Israël en campagne

 

Les élections à la Knesset intéressent le monde entier

 

LE 23 JUIN, LES ISRAÉLIENS SE RENDRONT AUX URNES POUR ÉLIRE LES 120 MEMBRES DE LA KNESSET, LE PARLEMENT ISRAÉLIEN. TRENTE FORMATIONS POLITIQUES SE DISPUTENT LES SUFFRAGES DES ÉLECTEURS. LE RÉSULTAT S'ANNONCE EN TOUT CAS DES PLUS SERRÉS.

 

Les partis désireux de prendre part aux élections avaient 2 jours, les 18 et 19 mai, pour s'inscrire devant le comité électoral et déposer leurs listes de candidats. Les représentants des listes nouvelles ont passé la nuit précédant l'ouverture des inscriptions dans le jardin qui fait face à la Knesset pour être parmi les premiers reçus au comité électoral et les premiers à choisir les lettres de l'alphabet hébreu qui représenteront leur parti. Un humoriste des années 50 avait noté qu'une campagne électorale en Israël pouvait ressembler à une campagne de lutte contre l'analphabétisme: les murs des villes sont recouverts d'affiches ou de graffitis représentant toutes les lettres de l'alphabet, isolées ou groupées (l'alphabet hébreu ne comptant que 22 lettres, il a fallu attribuer à plusieurs partis un ensemble de lettres: alef-mem-tav pour le parti travailliste, mem-het-lamed pour le Likoud).

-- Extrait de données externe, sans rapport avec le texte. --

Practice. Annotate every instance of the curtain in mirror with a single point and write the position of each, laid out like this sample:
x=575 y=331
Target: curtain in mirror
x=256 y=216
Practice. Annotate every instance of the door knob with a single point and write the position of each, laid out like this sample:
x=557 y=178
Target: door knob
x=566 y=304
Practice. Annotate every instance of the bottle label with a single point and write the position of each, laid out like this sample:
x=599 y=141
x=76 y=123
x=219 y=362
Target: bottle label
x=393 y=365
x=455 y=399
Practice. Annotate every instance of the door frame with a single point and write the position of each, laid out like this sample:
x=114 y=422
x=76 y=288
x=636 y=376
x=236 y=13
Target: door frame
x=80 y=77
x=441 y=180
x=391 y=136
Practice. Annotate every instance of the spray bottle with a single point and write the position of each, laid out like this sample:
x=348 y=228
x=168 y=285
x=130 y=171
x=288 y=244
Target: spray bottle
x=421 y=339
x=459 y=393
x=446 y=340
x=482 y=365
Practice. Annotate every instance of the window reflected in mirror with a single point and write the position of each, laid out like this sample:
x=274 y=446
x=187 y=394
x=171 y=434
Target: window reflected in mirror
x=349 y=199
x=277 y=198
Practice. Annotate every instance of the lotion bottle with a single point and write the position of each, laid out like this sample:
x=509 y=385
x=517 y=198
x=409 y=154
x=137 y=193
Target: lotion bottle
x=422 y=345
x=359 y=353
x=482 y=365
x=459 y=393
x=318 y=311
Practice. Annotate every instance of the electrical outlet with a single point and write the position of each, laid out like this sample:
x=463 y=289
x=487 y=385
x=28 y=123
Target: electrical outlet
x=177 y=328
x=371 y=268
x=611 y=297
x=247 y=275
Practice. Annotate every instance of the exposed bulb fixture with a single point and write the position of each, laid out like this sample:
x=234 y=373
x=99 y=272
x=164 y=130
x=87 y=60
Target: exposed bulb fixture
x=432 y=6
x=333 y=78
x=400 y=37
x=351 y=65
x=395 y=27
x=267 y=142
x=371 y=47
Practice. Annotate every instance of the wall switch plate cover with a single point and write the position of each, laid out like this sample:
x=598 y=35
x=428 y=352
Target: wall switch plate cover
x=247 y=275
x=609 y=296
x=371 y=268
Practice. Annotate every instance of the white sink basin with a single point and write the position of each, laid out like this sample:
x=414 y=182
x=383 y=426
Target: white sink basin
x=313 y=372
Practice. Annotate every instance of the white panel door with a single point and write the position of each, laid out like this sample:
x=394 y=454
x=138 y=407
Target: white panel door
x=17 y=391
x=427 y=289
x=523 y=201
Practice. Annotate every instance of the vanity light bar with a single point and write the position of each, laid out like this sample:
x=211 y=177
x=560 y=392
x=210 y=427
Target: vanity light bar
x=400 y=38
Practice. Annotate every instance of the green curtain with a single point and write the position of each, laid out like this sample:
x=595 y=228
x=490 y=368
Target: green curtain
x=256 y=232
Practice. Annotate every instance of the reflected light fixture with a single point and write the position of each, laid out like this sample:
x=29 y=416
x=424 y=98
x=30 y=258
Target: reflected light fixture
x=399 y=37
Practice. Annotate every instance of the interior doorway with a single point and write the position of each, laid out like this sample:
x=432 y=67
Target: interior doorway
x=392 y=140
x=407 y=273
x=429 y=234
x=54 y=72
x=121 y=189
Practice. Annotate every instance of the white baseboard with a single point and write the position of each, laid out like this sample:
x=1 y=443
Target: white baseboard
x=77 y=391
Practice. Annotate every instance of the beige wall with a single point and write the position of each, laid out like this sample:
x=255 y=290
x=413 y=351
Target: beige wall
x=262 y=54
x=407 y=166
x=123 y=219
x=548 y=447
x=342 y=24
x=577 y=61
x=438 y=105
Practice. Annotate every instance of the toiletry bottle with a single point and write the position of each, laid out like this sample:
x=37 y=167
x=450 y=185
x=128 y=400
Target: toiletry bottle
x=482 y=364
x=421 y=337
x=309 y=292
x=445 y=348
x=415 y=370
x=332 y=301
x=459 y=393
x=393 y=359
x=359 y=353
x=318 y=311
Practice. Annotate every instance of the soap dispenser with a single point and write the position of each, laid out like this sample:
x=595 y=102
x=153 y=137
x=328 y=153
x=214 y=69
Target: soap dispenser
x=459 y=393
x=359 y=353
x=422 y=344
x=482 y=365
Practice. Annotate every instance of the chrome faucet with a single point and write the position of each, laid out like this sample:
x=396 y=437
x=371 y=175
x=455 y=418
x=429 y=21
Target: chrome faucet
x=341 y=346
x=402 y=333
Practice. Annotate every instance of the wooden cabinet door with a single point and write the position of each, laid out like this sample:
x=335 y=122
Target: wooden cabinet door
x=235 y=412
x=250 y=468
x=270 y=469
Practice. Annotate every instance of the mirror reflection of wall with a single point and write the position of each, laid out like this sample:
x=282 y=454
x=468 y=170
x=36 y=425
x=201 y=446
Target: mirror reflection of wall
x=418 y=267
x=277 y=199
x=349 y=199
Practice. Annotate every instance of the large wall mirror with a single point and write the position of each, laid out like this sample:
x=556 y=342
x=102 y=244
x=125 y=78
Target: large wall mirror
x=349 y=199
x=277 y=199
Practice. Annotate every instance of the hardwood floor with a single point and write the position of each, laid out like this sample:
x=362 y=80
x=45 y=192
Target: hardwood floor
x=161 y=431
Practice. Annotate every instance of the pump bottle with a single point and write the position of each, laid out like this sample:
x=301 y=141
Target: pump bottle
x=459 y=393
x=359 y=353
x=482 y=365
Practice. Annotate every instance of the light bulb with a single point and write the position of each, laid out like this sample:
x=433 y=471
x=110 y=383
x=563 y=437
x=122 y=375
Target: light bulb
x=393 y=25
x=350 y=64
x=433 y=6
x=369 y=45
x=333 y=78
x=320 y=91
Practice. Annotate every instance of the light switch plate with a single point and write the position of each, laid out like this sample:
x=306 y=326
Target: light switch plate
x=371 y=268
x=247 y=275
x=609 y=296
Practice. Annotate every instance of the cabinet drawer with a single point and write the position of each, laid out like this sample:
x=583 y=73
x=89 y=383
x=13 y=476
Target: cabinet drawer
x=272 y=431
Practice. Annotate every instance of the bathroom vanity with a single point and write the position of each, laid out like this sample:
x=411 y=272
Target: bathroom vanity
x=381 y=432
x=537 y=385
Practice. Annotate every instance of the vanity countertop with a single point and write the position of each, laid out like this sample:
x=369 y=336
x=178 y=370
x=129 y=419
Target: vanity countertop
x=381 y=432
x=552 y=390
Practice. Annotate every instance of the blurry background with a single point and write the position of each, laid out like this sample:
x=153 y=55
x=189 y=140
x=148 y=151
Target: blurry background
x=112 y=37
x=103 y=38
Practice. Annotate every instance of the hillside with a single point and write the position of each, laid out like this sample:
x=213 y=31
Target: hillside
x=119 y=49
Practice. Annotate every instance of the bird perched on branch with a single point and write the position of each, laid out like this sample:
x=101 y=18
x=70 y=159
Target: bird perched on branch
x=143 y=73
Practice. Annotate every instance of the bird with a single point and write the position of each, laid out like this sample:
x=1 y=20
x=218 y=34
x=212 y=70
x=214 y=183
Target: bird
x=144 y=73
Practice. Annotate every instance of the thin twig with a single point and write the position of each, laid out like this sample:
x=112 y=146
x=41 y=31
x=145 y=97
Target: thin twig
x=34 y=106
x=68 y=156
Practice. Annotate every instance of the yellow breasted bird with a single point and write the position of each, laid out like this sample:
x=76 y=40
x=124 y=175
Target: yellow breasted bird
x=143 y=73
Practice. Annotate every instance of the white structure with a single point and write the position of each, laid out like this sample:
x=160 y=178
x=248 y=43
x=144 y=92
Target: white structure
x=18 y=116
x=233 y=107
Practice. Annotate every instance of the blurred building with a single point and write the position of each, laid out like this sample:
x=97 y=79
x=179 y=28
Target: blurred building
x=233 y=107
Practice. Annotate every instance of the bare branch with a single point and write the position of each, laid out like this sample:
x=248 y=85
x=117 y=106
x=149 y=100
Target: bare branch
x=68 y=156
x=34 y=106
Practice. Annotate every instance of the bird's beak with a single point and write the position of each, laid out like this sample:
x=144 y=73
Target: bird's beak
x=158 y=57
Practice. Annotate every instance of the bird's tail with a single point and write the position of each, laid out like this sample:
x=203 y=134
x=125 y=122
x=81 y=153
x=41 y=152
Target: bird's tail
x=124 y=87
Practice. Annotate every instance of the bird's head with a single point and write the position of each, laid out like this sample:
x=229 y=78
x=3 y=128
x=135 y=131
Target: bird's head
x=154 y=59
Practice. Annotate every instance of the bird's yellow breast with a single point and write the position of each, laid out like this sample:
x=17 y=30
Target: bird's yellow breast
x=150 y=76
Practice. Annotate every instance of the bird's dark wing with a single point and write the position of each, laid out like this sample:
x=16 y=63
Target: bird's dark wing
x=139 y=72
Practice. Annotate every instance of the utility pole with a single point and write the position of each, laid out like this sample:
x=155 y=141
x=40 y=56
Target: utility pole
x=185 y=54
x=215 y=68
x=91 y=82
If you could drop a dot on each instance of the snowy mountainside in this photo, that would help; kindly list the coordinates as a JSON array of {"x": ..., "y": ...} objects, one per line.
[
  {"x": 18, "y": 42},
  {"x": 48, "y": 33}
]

En Israël, comme dans beaucoup de démocraties, les listes nouvelles pullulent (15 sur les trente inscrites) et la plupart n'obtiendront même pas le minimum de voix nécessaire pour être représentées: 1,5%, soit 40 000 suffrages. Parmi ces listes, relevons: le parti des chauffeurs de taxis, celui du Royaume d'Israël (dont le programme est de rebâtir le Temple), le parti de la femme (féministe, bien entendu), celui des victimes des intérêts hypothécaires élevés, le parti de l'espoir (des quartiers déshérités), deux partis de nouveaux immigrants russes, deux partis s'affirmant héritiers spirituels du rabbin terroriste Kahana assassiné aux Etats-Unis en 1990, le parti d'un fabricant de salades en boîtes, Picanti (qui part en guerre contre le fisc) etc.

Le nouveau parti libéral de Yitzak Modaï, ancien membre du Likoud, a des chances d'obtenir quelques mandats. L'extrême-droite est plus fragmentée que jamais: à Moledet, Tehiyya et Tsomet s'ajoutent le parti de «I'Etat de Judée» (contre la restitution des territoires), le parti du rabbin Levinger d'Hébron et les deux partis disciples de Kahana. Chez les orthodoxes, on assiste à un regroupement et à des divisions.

Regroupement: Agoudate Israël, Deguel Hatorah et Moriah (la nouvelle formation du rabbin Perets, ancien membre de Shass) s'unissent pour former un parti unique, Yahadoute Hatorah (le judaïsme de la Torah); divisions: le parti Shass reste autonome, tandis que deux rabbins orthodoxes instaurent, chacun de son côté, un nouveau parti.

Regroupement encore du côté de l'extrême-gauche: Shinouï, Rats, et Mapam fusionnent et constituent le parti Merets («énergie», mélange des consonnes de Rats et de Mapam). Division, en revanche, du côté arabe, où plusieurs partis se constituent autour de personnalités politiques indépendantes.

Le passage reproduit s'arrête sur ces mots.